Саша была в приподнятом настроении, когда есть вера в свои силы и хочется начинать новое, а потому решила выяснить сомнительный вопрос, не откладывая его в долгий ящик.
— Нет, я ничего не знаю, — с интересом отозвался отец. — Он тебе, значит, уже сказал? А что же сразу и не сделал? Странная манера заранее предупреждать, да?
(«А ведь и верно, странная», — мысленно согласилась Саша.)
— Я в плохом настроении была… — пояснила она.
— В плохом настроении для того, чтобы услышать предложение идти замуж?
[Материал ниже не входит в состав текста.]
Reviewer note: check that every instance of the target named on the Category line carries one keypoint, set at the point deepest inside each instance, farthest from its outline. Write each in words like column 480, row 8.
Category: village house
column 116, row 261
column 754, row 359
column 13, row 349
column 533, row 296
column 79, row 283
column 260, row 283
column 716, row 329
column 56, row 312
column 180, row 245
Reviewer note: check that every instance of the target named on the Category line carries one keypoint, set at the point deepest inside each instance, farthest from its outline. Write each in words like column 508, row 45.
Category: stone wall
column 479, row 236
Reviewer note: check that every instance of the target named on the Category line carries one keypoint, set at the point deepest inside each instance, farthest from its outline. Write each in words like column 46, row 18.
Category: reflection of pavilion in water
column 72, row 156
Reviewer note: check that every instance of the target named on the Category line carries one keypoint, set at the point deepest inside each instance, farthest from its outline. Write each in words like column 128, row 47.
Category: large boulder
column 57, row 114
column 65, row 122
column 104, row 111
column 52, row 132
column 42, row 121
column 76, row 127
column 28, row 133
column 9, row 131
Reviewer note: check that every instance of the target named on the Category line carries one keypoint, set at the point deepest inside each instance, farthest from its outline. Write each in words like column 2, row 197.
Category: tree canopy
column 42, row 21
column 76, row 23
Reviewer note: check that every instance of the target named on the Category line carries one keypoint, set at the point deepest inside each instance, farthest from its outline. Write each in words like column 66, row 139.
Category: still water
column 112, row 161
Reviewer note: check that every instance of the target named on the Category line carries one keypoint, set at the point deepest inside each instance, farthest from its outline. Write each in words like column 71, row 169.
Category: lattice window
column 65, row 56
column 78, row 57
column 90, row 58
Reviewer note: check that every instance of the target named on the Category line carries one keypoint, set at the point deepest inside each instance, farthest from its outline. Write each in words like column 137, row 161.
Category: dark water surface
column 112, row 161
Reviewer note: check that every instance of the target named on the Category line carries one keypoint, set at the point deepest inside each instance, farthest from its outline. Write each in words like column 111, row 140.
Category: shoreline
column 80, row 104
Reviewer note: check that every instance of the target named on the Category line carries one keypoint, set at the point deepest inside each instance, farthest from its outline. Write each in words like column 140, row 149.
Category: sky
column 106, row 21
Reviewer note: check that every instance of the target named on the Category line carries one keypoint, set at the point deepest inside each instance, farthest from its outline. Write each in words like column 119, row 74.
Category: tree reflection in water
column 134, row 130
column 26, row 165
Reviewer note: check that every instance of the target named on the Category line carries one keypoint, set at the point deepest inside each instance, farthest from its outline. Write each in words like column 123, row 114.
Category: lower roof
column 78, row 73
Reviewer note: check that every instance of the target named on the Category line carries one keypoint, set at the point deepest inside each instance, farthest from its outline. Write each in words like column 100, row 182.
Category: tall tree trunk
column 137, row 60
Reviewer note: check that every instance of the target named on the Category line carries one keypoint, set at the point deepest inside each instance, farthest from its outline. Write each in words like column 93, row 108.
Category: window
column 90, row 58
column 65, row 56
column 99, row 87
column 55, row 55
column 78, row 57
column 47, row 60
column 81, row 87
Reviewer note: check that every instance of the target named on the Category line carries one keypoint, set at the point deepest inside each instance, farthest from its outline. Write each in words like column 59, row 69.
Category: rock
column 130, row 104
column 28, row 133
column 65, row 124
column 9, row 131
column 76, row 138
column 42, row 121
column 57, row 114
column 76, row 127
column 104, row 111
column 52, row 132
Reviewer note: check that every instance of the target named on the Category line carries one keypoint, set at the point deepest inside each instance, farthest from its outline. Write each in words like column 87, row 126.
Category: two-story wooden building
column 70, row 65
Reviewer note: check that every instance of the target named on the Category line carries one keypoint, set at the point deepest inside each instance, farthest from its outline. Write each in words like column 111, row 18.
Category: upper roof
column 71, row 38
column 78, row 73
— Да, так тоже бывает, представь себе.
— Дозрел наконец, значит, в среду, значит… — продолжал отец, отбросив в уме последнее Сашино предложение как словесный мусор. — Ну, и славненько. Или что, нет? — Василий Аркадьевич бросил взгляд в зеркало заднего вида, скорей чтобы обозначить внимательного отца, чем чтобы действительно приглядываться к дочери. Как главный режиссёр театра, он хорошо знал социальные роли и предписанные ими жесты (или, по крайней мере, полагал, что знает), любил и умел их практиковать. — Не славненько?
— Я сама не уверена, если честно…
— Вот как! Это неожиданно звучит, знаешь ли… А почему не уверена?
— Мне двадцать два всего, и я ведь ещё учусь… — уклончиво пробормотала девушка.
— И учись на здоровье. Считай, что двадцать три. Перезреть не боишься? — он сделал ударение на слове «перезреть».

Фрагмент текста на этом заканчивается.